Book Synopsis The ABCs of Black History by : Rio Cortez
Download or read book The ABCs of Black History written by Rio Cortez and published by Workman Publishing Company. This book was released on 2020-12-08 with total page 66 pages. Available in PDF, EPUB and Kindle. Book excerpt: A NEW YORK TIMES BESTSELLER B is for Beautiful, Brave, and Bright! And for a Book that takes a Bold journey through the alphabet of Black history and culture. Letter by letter, The ABCs of Black History celebrates a story that spans continents and centuries, triumph and heartbreak, creativity and joy. It’s a story of big ideas––P is for Power, S is for Science and Soul. Of significant moments––G is for Great Migration. Of iconic figures––H is for Zora Neale Hurston, X is for Malcom X. It’s an ABC book like no other, and a story of hope and love. In addition to rhyming text, the book includes back matter with information on the events, places, and people mentioned in the poem, from Mae Jemison to W. E. B. Du Bois, Fannie Lou Hamer to Sam Cooke, and the Little Rock Nine to DJ Kool Herc.

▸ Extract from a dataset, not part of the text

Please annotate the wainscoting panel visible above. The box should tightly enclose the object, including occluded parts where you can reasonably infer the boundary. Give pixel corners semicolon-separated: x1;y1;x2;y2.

Book Synopsis Child of the Civil Rights Movement by : Paula Young Shelton
Download or read book Child of the Civil Rights Movement written by Paula Young Shelton and published by Dragonfly Books. This book was released on 2013-07-23 with total page 49 pages. Available in PDF, EPUB and Kindle. Book excerpt: In this Bank Street College of Education Best Children's Book of the Year, Paula Young Shelton, daughter of Civil Rights activist Andrew Young, brings a child’s unique perspective to an important chapter in America’s history. Paula grew up in the deep south, in a world where whites had and blacks did not. With an activist father and a community of leaders surrounding her, including Uncle Martin (Martin Luther King), Paula watched and listened to the struggles, eventually joining with her family—and thousands of others—in the historic march from Selma to Montgomery. Poignant, moving, and hopeful, this is an intimate look at the birth of the Civil Rights Movement.